The concert pulled us away from a particularly beautiful sunset over Sydney with Cray-Pas pink-crimson streaks and squiggles and a new moon following closely behind the sun, sparing us the feeling of mono no aware of a finished sunset. Zarathustra gave us maybe a more conventional sunset’s “riot of color”, or rather sunrise, to complete Vladimir Ashkenazy’s three concert series of Germanic music which opened the Sydney Symphony’s 2012 season. This small selection of major Strauss symphonies if not totally satisfying and complete in itself, gives one an urge to seek out more Strauss in order to seek out more in Strauss. Then again symphonic music can be enjoyed as a riot of marvelous sounds. Ashkenazy’s pairings in the three concerts of a tightly formed Beethoven piece — The Ninth Symphony, the Fourth Piano Concerto and the Coriolan Overture, respectively — with a more spread-out Strauss piece (with the exception of Metamorphosen), perhaps more fun to conduct than to listen to at times, and the music with Vladimir Ashkenazy’s enthusiasm for it, speaks for itself and justifies itself. Anyway, it is hard to speak generally about Strauss since he is quite varied even within one piece.

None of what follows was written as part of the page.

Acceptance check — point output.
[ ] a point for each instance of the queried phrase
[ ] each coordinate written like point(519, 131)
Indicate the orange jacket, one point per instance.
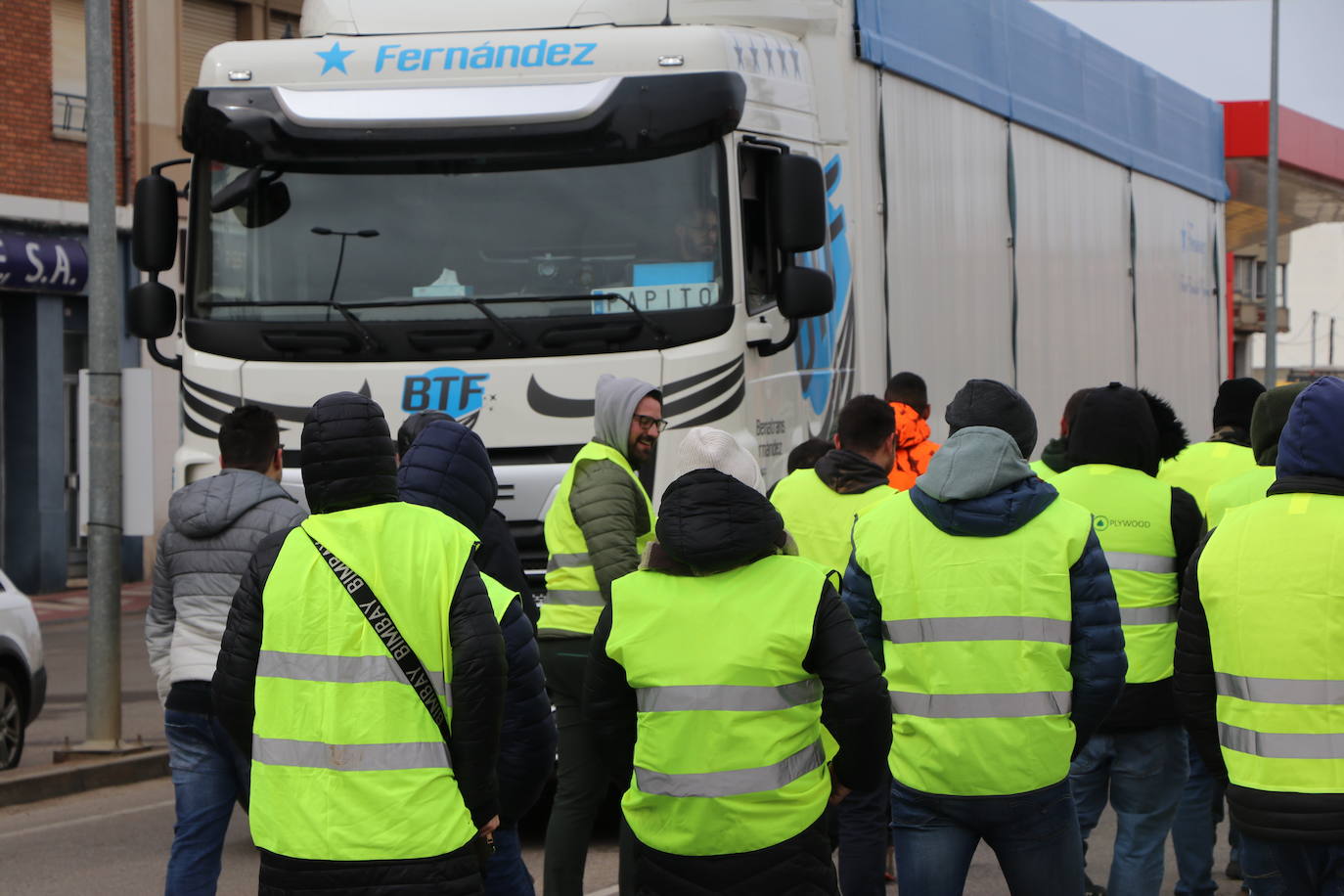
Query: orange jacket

Vladimir Ashkenazy and the Sydney Symphony Orchestra continue with the second in their triptych of Beethoven-Richard Strauss concerts which opens their 2012 season. Maestro Ashkenazy, their artistic director for the past few years who usually conducts himself several concerts at the beginning and end of the season (the Eternal Summer!), and the SSO seem to have established a warm and close rapport and respect, to judge from the jocular, playful exchanges and inaudible banter he shares with the orchestra members after the music, shaking hands with all the front-row strings after every concert, as well as from the fine and detailed interpretations they create together. Stephen Kovacevich brought a remarkable like-mindedness to this partnership. He also brought a complimentary attitude so that the concerto was a conversation beyond words between individual beings. The sound of his piano and what Kovacevich expressed therein had a remarkably immediate, very close presence, where often there is a wider gap between a guest soloist-virtuoso and the audience. Similarly the orchestra had a generous and open pellucid quality — not ever quite the homogeneously mixed and integrated sound of cogs in the the romantic-orchestral apparatus, nor exactly a contrasty orchestra of soloists, but something in-between those extremes and something else entirely which preserved the instruments’ characteristic timbres, at least section-wise, in an even-handed balance, a sound which can speak coherently in many different ways all at once. Kovacevich got through his childhood concert début some 60 years ago and so has nothing to prove, and his performance with Ashkenazy, himself a pianist, and now a conductor, of great experience, had deep maturity, but also at the same time a playful child-like quality, a surface insouciance rather more interested in the details and problems in the music which matter.